Downey float builders hope to win another trophy

DOWNEY — Members of the Downey Rose Float Association won a top prize in the Pasadena Tournament of Roses Parade last year by depicting a peaceful home scene. This year, float builders are looking for adventure in a tropical setting.

Last year’s theme was centered on the home. Downey won top honors for “best depiction of home life in America” with a float showing a snow-covered cottage with people in a horse and sleigh in front.

“We beat out floats made by professional companies costing $250,000 to $350,000,” said float builder Jeremy Clinton.

This year the Tournament of Roses committee picked the theme “Find Your Adventure.”

The Downey adventure, designed by Jason Redfox, is composed of an island with tropical vegetation, numerous plants and trees with white birds as well as wild animals.

“Our theme is ‘Exploring the Everglades,’” said Kelley Roberts, 46, the Downey Rose Float Association’s chief float builder, who helped decorate his first float at age 10.

Roberts estimates 12,000 to 15,000 varied colored flowers will be pasted on the float, such as orchids and roses. He estimated a cost of $38,000 for materials, since all the labor is voluntary.

Since July, Roberts and his core team have been working nights on the float.
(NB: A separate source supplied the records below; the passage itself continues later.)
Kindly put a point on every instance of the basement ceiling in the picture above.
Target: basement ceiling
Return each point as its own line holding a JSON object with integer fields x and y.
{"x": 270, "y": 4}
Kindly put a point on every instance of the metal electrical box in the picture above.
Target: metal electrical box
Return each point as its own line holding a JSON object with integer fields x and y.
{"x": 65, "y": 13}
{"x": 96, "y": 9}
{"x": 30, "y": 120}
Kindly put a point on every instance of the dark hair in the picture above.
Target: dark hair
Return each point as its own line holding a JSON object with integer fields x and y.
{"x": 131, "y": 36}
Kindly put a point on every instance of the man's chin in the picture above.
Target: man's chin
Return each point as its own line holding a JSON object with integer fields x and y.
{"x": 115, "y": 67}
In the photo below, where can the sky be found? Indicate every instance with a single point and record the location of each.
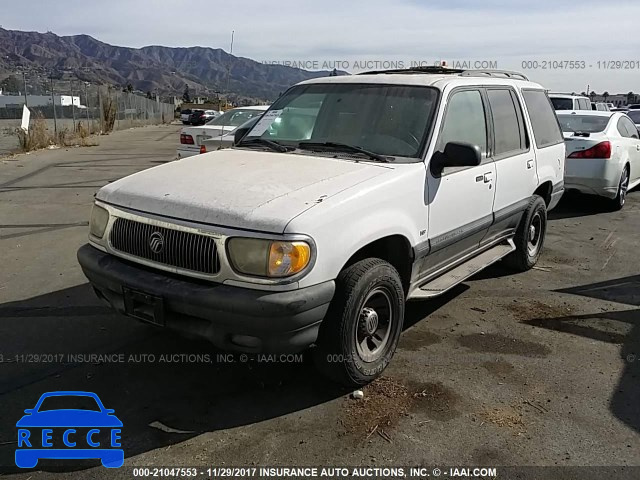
(536, 38)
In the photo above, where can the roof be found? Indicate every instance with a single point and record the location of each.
(565, 95)
(437, 80)
(589, 113)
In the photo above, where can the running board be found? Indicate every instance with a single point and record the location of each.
(459, 274)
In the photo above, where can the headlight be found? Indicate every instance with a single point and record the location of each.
(267, 258)
(99, 220)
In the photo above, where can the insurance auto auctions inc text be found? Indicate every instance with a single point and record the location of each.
(348, 65)
(335, 473)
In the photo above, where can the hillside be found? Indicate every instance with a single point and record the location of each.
(166, 69)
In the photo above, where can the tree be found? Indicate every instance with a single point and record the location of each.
(10, 85)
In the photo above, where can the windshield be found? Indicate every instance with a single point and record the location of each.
(634, 115)
(69, 402)
(562, 103)
(235, 117)
(391, 120)
(583, 123)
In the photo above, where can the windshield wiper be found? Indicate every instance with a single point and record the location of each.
(268, 143)
(342, 147)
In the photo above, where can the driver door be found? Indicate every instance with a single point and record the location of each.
(460, 200)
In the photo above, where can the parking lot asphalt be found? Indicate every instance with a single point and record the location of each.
(540, 368)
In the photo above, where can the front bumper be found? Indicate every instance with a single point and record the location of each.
(273, 322)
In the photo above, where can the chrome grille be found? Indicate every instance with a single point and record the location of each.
(184, 250)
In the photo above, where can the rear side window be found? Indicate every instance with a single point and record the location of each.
(544, 122)
(507, 122)
(562, 103)
(627, 128)
(465, 120)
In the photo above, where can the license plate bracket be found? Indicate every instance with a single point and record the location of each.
(143, 306)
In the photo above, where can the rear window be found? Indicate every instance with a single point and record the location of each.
(562, 103)
(69, 402)
(634, 115)
(583, 123)
(546, 129)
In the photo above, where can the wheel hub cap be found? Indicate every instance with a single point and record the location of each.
(374, 325)
(369, 321)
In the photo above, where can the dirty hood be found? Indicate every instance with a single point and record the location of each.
(242, 189)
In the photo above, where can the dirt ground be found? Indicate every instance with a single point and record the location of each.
(539, 368)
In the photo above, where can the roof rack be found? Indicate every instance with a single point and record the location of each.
(494, 73)
(424, 69)
(436, 70)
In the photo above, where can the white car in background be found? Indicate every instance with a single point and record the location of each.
(228, 139)
(561, 101)
(603, 154)
(634, 115)
(191, 138)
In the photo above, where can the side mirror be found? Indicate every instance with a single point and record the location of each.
(239, 134)
(456, 154)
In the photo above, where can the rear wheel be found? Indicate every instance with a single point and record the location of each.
(360, 332)
(621, 197)
(529, 238)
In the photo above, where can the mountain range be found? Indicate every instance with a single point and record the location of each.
(154, 68)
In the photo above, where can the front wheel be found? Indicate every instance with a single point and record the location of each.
(621, 197)
(360, 332)
(529, 237)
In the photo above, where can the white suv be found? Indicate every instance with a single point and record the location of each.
(350, 196)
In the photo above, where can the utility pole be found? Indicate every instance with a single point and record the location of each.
(24, 79)
(53, 100)
(73, 107)
(86, 99)
(229, 64)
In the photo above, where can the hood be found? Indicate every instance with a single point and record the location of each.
(243, 189)
(69, 418)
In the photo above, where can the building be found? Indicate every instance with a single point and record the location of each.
(17, 101)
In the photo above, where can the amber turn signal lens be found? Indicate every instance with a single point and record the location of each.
(288, 258)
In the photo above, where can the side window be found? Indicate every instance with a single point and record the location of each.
(544, 121)
(627, 128)
(507, 122)
(464, 120)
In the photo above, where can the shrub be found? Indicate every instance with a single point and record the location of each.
(36, 137)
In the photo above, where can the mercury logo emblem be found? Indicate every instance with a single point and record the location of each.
(156, 242)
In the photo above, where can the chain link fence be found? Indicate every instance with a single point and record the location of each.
(65, 109)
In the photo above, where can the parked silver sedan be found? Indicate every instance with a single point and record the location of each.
(603, 154)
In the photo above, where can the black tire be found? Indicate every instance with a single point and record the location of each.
(621, 197)
(352, 325)
(529, 238)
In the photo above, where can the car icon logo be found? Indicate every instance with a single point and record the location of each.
(53, 430)
(156, 242)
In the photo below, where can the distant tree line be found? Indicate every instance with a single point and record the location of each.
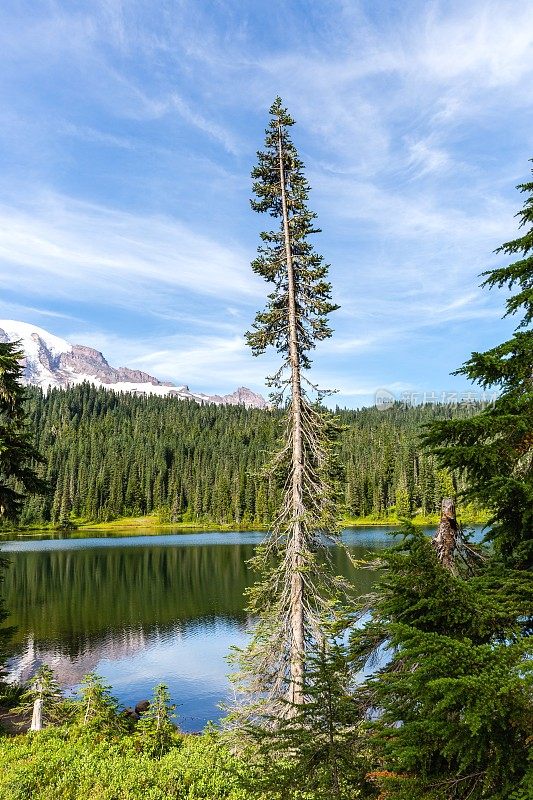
(108, 455)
They started working one night a week, but have increased that to four and five times a week as the New Year’s Day event nears.
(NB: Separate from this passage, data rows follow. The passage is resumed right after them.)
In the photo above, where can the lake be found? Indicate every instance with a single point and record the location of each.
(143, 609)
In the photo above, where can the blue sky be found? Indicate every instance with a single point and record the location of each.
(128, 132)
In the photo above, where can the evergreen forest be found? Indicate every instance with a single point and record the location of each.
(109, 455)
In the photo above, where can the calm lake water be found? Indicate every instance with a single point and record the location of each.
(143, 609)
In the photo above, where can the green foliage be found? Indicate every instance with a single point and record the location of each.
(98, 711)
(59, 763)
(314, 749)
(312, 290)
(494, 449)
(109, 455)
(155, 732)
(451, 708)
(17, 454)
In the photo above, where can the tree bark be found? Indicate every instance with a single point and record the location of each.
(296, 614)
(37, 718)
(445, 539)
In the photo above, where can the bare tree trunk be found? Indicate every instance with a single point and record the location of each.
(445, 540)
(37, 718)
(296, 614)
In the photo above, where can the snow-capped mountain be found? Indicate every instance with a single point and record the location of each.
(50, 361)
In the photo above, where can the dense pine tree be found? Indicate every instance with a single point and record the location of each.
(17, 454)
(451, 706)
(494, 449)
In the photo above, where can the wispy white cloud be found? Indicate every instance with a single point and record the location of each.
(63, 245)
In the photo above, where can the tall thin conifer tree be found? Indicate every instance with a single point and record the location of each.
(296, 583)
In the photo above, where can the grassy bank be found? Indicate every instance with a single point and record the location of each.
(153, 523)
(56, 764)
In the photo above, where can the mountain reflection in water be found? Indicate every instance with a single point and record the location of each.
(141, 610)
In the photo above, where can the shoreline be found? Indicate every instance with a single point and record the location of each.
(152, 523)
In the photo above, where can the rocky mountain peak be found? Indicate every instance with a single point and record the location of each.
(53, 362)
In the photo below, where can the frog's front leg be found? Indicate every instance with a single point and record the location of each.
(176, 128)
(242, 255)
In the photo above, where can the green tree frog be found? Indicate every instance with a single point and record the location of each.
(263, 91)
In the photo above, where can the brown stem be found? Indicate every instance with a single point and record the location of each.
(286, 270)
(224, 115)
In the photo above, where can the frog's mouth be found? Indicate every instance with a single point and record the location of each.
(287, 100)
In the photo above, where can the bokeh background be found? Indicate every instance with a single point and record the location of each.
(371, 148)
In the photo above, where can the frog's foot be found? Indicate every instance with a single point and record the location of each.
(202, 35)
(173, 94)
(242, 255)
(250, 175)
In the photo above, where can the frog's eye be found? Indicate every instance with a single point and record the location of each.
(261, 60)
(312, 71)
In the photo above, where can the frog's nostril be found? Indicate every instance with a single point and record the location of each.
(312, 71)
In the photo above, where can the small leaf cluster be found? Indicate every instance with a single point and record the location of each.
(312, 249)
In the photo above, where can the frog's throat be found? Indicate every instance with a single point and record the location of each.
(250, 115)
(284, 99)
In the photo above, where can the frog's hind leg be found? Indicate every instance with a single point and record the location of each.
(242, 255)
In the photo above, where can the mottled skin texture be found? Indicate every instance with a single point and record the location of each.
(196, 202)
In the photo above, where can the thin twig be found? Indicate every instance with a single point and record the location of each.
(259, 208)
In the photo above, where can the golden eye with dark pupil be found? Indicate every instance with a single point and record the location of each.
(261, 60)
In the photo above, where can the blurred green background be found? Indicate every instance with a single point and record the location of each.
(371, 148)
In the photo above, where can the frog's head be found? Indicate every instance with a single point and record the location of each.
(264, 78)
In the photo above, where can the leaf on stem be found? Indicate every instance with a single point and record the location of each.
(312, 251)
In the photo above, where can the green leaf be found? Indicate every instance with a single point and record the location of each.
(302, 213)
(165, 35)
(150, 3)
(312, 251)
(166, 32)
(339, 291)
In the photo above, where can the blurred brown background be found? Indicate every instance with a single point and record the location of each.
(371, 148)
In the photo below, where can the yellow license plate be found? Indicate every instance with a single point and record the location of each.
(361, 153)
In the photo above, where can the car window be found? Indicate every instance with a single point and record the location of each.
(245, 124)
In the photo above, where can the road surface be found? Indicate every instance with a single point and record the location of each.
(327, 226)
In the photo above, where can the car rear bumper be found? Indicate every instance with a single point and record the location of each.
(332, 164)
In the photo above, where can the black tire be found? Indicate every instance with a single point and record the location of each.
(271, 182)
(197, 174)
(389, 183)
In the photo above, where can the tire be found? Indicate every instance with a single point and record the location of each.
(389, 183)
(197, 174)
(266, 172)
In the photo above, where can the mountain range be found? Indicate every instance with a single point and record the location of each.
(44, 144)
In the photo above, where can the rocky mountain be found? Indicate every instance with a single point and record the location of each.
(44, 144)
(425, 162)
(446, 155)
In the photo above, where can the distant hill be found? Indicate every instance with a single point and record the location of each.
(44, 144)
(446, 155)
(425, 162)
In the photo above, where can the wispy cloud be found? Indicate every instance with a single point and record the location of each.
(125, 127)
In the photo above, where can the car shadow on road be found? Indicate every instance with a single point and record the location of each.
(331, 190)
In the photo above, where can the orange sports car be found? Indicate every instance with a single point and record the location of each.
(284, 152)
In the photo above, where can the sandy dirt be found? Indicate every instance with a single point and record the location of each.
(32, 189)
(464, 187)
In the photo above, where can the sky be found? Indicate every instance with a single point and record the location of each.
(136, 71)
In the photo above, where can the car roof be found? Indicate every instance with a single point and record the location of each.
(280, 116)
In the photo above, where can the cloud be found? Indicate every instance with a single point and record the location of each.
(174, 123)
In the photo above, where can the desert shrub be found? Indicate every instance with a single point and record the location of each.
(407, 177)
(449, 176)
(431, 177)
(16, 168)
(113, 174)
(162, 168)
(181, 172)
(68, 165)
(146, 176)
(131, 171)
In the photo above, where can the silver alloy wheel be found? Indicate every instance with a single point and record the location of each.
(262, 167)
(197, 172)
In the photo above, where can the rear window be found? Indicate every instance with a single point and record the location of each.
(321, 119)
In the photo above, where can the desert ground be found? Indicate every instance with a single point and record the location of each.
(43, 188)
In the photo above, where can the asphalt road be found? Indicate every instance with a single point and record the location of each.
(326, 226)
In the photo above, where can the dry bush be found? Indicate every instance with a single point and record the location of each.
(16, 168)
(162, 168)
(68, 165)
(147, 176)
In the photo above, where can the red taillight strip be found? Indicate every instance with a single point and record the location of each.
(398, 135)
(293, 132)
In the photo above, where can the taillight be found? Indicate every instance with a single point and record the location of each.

In fact, the crew pulled all-nighters Dec. 2 and 4 to prepare the float skeleton for the Downey Chamber of Commerce Christmas Parade Dec. 6.

Work is done in a vacant building on the back lot of the Rancho Los Amigos National Rehabilitation Center.

“This is our home,” said another crew member, Mike Allhands. Other core builders are Andrew Malarkey, who often drives the float in the parade with the help of a navigator beside him inside the enclosed 33-foot long structure; Rafael Sanchez and Matthew Santisteven.

The float builders all have day jobs, which is why the float work takes place at night after regular daytime jobs, said Roberts, a mechanic inspector for the state.

“It’s also hard on your social life,” says Roberts, who is single.

Why the effort? To Roberts “it’s the challenge of taking something from a picture and making it into a three-dimensional item.”

Downey’s floats, which have won awards in four of the five past years, are all mounted on the same steel structure and powered by a 351 Windsor motor, which moves at about five miles an hour.

The float is 33 feet long, 10 feet wide and about 16 feet high, although a part can be lowered to go under a 15-foot bridge along the route to Pasadena.

Fortunately, the float does not have to travel to Pasadena on its own power. It is towed by Titan Towing Company, owned by Omar Camacho, who does it for free.

That saves us $3,000, Roberts said.

There were actually two floats in the Christmas parade, a skeleton of the Everglade scene and a flat platform with four to five benches carrying Miss Downey, Miss Junior Downey and Miss Teen Downey. In the Pasadena parade Jan. 1, only the Miss Downey Court, led by Miss Downey Alexis Gonzalez, will ride on the float.

Other guests have ridden on past floats, such as veterans last year, selected by the Downey Rose Float Association, a private, nonprofit group headed this year by Sue England.

England noted that Bill Porter, winner of the Ride the Float drawing, will also be on the float.

“This year the Tournament of Roses teamed with the National Park Service, which is celebrating its centennial,” England said. “I am excited that we are representing one of the national parks and think that ‘Exploring the Everglades’ will be absolutely beautiful.

“I can’t wait for decoration week to see the float come to life with the help of our members and all the wonderful volunteers that come out to help,” England said.

The association sponsors the Miss Downey Pageant as a fundraiser for the float. The Miss Downey Courts help out by selling snacks at the summer concerts in Furman Park, along with appearances at other fundraisers.

“We are accepting monetary donations year round,” Roberts said as the float group gets little, if any, financial help from the city.

Volunteers aree most important in the week starting Dec. 26, when work will take place from 10 a.m. to 10 p.m. non-stop until Dec. 31. The main job is painting, cutting and pasting flowers and plants onto the float.

Food and restroom facilities aree available to the volunteers, Roberts said, noting that in past years several hundred have turned out daily to help. Most come year after year, many from the Los Angeles area but some from out of state as well.

If all goes well, the float will start its long, slow journey to Pasadena at about 5:30 p.m. Dec. 31, traveling north on Paramount Boulevard. Many residents often gather to see the float as it passes by.

Following the float is a motorhome, which will be the sleeping quarters for the crew. The float is expected to arrive in Pasadena about midnight and begins lining up for the parade at 6 a.m.

Afterwards it is usually put on display for a couple of days in front of the Embassy Suites Hotel, 8425 Firestone Blvd.